A few days ago, BMW announced that the first samples of battery cells for the new-generation Neue Klasse had already left the Parsdorf production line. These cells will be used in the company’s future electric vehicle models from 2025 onwards.
The main innovation lies in the design of the battery cells. The samples manufactured are cylindrical in shape in the 4695 format, which implies a diameter of 46 millimeters and a height of 95 millimeters, coinciding with the diameter of Tesla’s new 4680 cells and being slightly higher. BMW will also produce them with a height of 120 mm.
BMW touts its cells to Tesla
“Tesla needs to close the gap with us. In fact, we have no gap with Tesla.” So said Milan Nedeljkovic, Head of Production at BMW Group, when asked by Automotive News Europe about the company’s strategy to close the gap with its competitors, including Tesla, arguably the hottest name in technology. These statements reflect the German manufacturer’s confidence in its new battery cells.
To put this competition in context, in the third quarter, the BMW Group, which includes the BMW and MINI brands, sold fewer than 100,000 electric vehicles, while Tesla delivered 435,000. Despite this significant gap, both manufacturers have seen significant growth over the last three months: BMW Group by almost 80% compared with the same period last year, and Tesla by 27%.

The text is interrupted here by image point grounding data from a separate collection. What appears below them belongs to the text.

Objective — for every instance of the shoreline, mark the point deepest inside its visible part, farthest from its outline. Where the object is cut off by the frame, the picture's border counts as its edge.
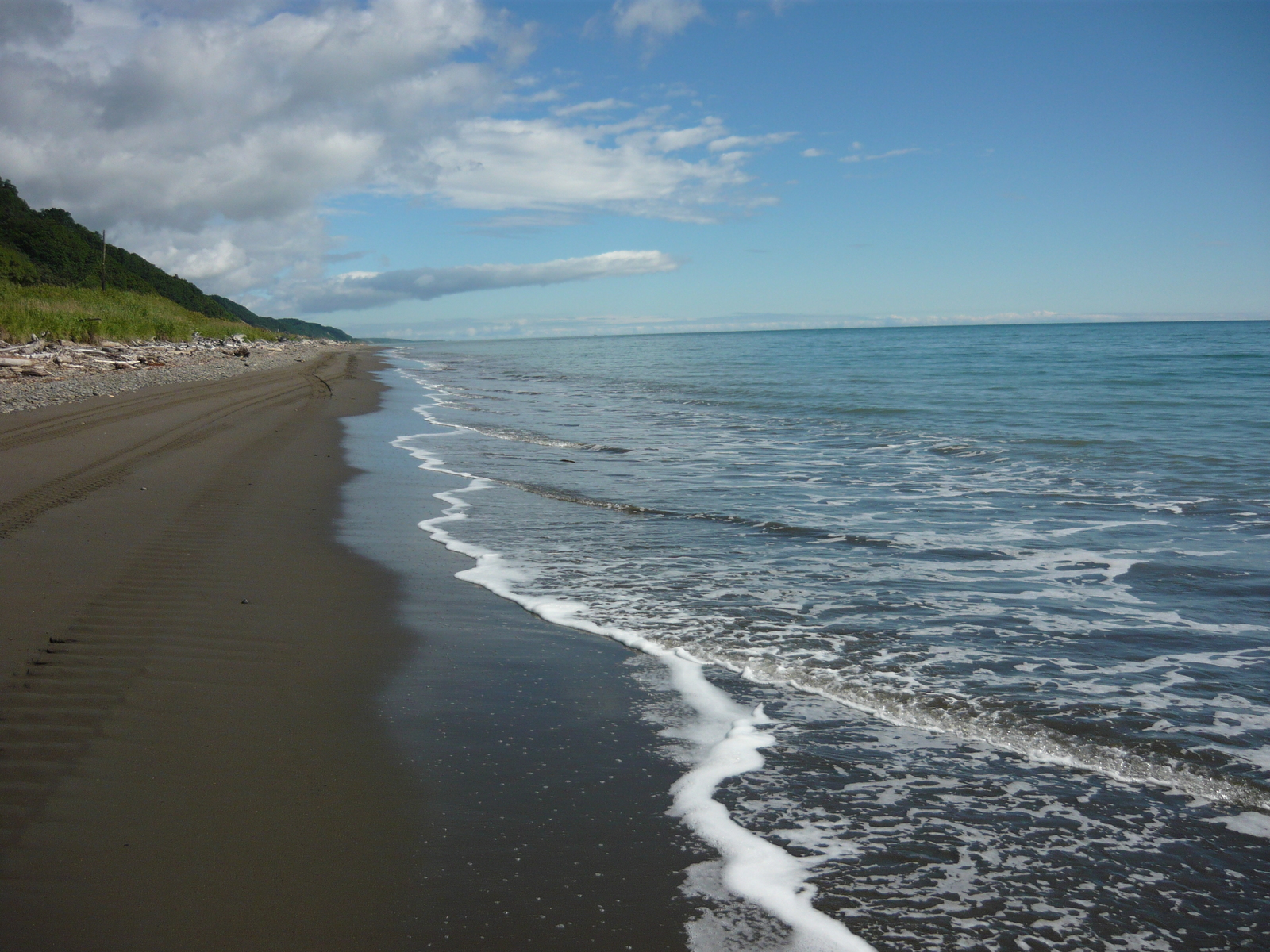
(248, 706)
(48, 374)
(192, 759)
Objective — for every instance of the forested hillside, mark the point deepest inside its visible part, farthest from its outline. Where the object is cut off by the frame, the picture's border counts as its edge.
(48, 247)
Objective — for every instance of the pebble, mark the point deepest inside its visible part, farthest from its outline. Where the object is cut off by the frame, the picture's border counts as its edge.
(78, 372)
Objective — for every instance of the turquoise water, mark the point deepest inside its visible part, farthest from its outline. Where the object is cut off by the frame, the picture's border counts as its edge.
(1003, 592)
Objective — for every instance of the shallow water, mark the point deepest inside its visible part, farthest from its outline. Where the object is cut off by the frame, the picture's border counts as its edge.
(1001, 593)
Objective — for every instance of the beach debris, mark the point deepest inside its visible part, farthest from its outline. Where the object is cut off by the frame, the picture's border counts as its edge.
(40, 362)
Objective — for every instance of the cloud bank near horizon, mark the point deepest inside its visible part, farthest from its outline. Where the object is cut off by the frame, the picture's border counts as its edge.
(366, 290)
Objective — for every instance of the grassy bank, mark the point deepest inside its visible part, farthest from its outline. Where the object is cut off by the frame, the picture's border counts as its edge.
(89, 315)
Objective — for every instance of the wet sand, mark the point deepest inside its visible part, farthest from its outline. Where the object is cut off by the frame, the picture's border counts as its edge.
(222, 727)
(190, 754)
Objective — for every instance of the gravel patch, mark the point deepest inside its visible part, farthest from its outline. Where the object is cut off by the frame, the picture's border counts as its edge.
(44, 372)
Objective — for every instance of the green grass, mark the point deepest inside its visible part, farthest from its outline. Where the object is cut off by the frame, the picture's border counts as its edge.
(88, 315)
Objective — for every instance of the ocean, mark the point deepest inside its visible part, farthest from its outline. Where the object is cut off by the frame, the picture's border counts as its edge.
(964, 632)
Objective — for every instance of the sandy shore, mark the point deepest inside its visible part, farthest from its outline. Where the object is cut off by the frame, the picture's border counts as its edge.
(190, 758)
(224, 729)
(46, 372)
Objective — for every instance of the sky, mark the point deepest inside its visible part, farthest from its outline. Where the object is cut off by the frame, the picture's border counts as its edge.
(431, 169)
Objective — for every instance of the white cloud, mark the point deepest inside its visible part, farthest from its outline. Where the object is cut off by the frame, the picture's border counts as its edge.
(362, 290)
(545, 165)
(597, 107)
(660, 18)
(207, 133)
(892, 154)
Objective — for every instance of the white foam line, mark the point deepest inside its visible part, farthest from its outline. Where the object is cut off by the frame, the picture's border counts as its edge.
(756, 869)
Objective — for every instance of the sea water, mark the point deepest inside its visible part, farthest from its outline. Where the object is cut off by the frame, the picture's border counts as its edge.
(965, 630)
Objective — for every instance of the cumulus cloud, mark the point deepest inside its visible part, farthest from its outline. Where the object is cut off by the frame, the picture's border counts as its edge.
(600, 106)
(362, 290)
(37, 21)
(656, 18)
(207, 133)
(543, 164)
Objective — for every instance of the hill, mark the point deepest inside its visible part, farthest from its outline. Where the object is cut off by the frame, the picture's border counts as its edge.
(50, 248)
(283, 325)
(90, 315)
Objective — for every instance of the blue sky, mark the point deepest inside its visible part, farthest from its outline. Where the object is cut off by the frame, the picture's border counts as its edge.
(854, 163)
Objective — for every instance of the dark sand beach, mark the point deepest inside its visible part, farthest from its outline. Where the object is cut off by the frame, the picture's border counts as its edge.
(194, 748)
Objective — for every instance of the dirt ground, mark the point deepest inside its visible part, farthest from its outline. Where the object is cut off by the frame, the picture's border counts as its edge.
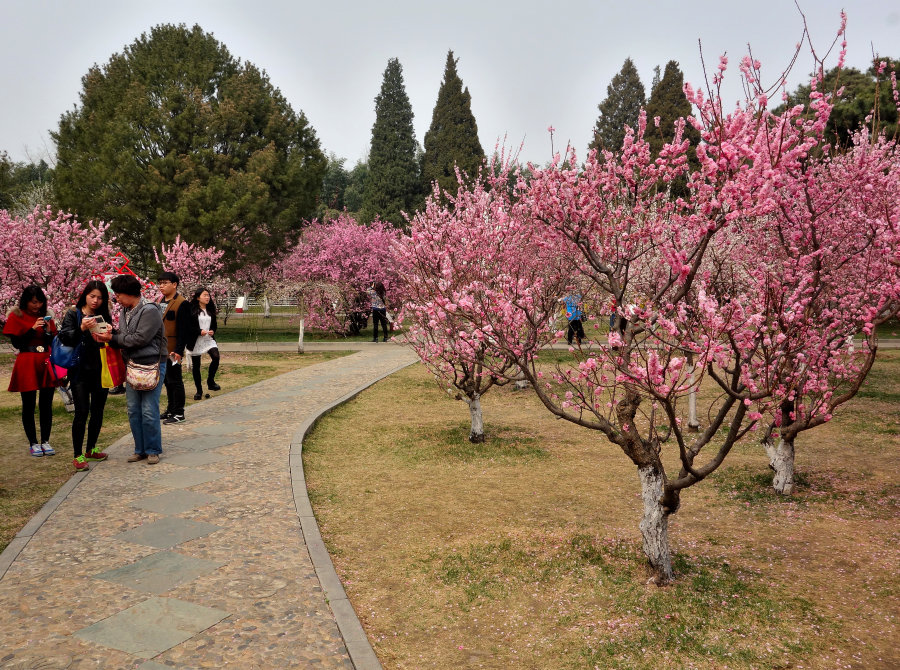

Compared with the previous generation, and thanks to their higher energy density, BMW’s sixth-generation cylindrical cells have the potential to halve their manufacturing cost, offering up to 30% more range for a similar battery. It can reach around 800 km on a full charge. In addition, DC fast charging could reach 270 kW.
Developing the best recipe for large-scale production
“What we have here is a battery design that matches our products and our idea of the driving performance of our cars,” Nedeljkovic added. BMW’s new cells are not yet ready for large-scale production. Currently, samples are manufactured in-house at the company’s facilities.
This development strategy aims to avoid the “high volatility” associated with large-scale battery cell production. BMW focuses on perfecting the cells in-house before transferring the recipe and manufacturing process to its suppliers. CATL and Eve Energy will start manufacturing them in Europe, China and North America and deliver them to BMW’s six factories worldwide from 2025, to be part of the next generation of electric vehicles based on the Neue Klasse architecture.
In addition to the classic lithium-ion configuration, BMW is investigating other chemical formulations for Generation 6 cells, which could result in further cost reductions. “If you want to cook something really delicious, you need a good recipe, and that recipe determines the taste. We develop the recipe, i.e. the chemistry and physics of a cell. We modify the contents and evaluate how each component of the cell will influence performance,” concludes Nedeljkovic.